Council Post: 2023 Will Be A Defining Year For AI And The Future Of Work
- by 7wData
In recent years, tech-celeration has changed the way humans interact in and beyond the workplace. While rapid tech adoption is considered good, it also fuels the emergence of new risks and “unknown unknowns” in an ever-changing macro landscape.
As we enter 2023 on the brink of economic strife, something must balance the scales and help business leaders tackle their biggest problems.
One answer lies in another tech breakthrough: Artificial Intelligence is ready to perform at scale. Its full implementation cannot be predicted at this point, but it promises real-time actionable insights and offers newfound agility in an uncertain world.
AI has come a long way from its rudimentary applications of answering trivia and playing chess and is ready to solve—and occasionally create—complex problems for society and business amid all these newly emerging risks.
Early adopters will undoubtedly push the AI envelope into untested moral, ethical and legal waters, just as the Industrial Revolution did for labor, the internet did for communication and privacy and Web3 did for decentralization and ownership.
Innovation has unintended side effects, and too much of a good thing can still be bad. While moral, ethical and legal questions are important for society to answer, it’s important to ponder with context—and remember that history rhymes.
The steam engine was expected to lead to mass layoffs. Sound familiar? Instead, it increased the number of U.S. manufacturing jobs, driving wage increases and creating the middle class.
The transition to wood pulp paper was blamed for suicides and crime sprees and decried as a degradation of society. Sound familiar?
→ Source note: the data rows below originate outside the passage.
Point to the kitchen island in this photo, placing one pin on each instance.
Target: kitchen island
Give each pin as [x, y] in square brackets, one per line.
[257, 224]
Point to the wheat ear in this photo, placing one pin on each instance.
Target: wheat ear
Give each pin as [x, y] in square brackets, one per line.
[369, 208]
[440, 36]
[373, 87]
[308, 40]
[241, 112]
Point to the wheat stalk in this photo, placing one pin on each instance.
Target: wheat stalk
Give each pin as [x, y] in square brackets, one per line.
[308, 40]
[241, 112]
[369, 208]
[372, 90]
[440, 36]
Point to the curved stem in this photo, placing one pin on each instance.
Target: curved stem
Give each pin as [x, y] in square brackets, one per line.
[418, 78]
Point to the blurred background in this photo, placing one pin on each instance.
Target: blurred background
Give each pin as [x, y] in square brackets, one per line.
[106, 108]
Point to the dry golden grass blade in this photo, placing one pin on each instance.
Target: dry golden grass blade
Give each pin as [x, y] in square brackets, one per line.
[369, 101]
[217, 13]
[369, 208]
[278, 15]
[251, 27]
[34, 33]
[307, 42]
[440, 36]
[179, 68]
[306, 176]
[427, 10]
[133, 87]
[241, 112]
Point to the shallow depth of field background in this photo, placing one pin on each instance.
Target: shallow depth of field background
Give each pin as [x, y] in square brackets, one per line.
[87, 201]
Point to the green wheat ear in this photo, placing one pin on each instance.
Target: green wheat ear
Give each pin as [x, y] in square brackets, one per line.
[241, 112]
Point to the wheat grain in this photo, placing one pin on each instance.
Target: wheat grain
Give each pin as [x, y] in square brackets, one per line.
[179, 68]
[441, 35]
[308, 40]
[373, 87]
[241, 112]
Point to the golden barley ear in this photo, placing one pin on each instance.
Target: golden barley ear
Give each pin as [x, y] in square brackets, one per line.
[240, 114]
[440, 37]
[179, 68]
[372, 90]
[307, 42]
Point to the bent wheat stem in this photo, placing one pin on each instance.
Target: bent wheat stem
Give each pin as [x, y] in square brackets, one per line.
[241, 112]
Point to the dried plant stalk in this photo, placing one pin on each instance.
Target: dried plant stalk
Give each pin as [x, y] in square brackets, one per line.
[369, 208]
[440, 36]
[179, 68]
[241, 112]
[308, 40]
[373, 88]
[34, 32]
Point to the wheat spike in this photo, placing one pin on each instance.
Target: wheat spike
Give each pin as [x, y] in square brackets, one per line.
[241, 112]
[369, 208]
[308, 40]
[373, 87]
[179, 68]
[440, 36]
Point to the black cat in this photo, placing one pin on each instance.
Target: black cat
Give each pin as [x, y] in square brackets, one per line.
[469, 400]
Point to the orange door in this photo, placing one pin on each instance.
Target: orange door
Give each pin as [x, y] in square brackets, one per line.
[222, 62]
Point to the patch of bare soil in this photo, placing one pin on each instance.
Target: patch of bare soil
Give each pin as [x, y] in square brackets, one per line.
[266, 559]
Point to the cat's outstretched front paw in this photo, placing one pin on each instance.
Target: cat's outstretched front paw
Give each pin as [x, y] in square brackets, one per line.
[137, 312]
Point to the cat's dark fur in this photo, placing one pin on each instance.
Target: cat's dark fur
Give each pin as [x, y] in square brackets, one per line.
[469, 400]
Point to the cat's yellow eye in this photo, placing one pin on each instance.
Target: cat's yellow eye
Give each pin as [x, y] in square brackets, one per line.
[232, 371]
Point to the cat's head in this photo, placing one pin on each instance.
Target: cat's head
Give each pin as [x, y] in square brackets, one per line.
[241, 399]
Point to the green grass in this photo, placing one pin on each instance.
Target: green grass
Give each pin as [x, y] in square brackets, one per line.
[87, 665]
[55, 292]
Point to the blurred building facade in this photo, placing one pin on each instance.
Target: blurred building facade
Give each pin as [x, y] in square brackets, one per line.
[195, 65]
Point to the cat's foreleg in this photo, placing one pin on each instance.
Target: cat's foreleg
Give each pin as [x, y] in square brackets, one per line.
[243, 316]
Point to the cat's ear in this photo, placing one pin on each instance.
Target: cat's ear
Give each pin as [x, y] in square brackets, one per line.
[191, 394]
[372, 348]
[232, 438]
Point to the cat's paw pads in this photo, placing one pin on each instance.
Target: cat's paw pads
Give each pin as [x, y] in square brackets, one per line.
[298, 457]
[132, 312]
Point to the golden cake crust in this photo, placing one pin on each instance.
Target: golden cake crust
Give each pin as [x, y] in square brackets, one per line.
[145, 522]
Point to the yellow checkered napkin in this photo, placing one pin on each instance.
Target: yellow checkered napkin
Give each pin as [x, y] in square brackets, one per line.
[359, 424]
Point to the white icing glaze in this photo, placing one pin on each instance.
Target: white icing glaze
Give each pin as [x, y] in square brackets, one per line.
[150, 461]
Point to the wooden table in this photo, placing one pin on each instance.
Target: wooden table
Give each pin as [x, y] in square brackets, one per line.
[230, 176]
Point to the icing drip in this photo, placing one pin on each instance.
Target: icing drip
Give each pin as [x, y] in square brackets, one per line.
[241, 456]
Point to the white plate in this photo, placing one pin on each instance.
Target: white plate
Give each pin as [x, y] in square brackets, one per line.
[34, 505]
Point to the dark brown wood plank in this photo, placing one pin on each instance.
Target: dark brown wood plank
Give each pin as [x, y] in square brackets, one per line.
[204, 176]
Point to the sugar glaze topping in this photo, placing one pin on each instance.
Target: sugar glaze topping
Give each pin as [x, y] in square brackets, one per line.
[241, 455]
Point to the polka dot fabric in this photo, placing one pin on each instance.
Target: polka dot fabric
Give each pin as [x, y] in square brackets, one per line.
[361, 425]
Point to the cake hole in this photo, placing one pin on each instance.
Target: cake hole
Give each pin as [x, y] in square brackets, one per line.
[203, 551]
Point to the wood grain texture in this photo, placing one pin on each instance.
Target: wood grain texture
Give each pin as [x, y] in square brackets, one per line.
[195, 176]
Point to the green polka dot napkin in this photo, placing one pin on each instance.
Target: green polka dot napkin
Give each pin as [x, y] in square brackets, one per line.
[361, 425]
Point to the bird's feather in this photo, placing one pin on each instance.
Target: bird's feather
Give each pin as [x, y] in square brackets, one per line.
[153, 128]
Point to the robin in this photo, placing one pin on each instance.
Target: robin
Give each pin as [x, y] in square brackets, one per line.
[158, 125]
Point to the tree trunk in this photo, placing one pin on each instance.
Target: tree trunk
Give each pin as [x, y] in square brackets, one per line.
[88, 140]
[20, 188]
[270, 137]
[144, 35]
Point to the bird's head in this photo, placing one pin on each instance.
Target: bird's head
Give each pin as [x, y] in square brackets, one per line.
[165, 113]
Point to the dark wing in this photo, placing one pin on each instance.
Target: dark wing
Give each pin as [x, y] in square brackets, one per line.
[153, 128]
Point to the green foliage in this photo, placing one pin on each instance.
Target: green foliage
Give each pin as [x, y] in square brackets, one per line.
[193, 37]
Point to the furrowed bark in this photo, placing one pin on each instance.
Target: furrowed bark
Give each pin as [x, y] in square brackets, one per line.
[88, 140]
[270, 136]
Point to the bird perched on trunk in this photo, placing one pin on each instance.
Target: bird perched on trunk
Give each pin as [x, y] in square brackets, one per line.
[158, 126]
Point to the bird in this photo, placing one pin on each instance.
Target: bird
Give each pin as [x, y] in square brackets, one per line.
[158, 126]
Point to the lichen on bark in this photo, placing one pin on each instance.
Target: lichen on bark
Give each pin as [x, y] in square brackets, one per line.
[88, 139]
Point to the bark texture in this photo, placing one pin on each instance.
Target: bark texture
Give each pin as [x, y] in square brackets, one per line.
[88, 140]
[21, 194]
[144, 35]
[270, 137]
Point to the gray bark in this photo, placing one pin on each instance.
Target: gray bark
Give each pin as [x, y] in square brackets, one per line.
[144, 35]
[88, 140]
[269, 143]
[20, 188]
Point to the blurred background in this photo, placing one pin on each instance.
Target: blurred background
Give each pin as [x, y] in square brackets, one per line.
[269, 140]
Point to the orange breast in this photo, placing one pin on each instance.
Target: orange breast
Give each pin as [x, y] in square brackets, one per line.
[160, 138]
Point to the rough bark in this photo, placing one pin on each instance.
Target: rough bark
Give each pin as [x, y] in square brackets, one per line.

In calmer retrospection, we can thank wood-pulp paper for global literacy rates that have risen from 40% in 1960 to nearly 90% today.
Let’s not forget that an 1878 editorial from the New York Times suggested that Thomas Edison had invented too much and should be hanged for his early microphone prototype: “Something ought to be done to Mr. Edison, and there is a growing conviction that it had better be done with a hemp rope. … Business, marriage, and all social amusements will be thrown aside, except by totally deaf men, and America will retrograde to the Stone Age with frightful rapidity.”
History is littered with bad technology predictions, but early adopters of AI should engage contrarians with an open mind. Laggards often seek to protect consumers and workers, and AI has immense potential to improve the lives of these two groups.
For example, the FDA approved Cionic robotic clothing, which learns—and corrects for—the involuntary movements of neurological conditions like cerebral palsy, multiple sclerosis and strokes.
By learning the signals from the brain and misfires in the muscles, Cionic gives its wearers natural, smooth motions. Unlike bulky exoskeleton technology, this low-profile clothing learns what the brain wants and corrects the body, instead of restraining it.
This technology could vastly improve the lives of more than 39 million Americans with motor impairment, and 720 million people worldwide.
ChatGPT was rolled out to the public in late 2022, pushing the envelope of conversational AI.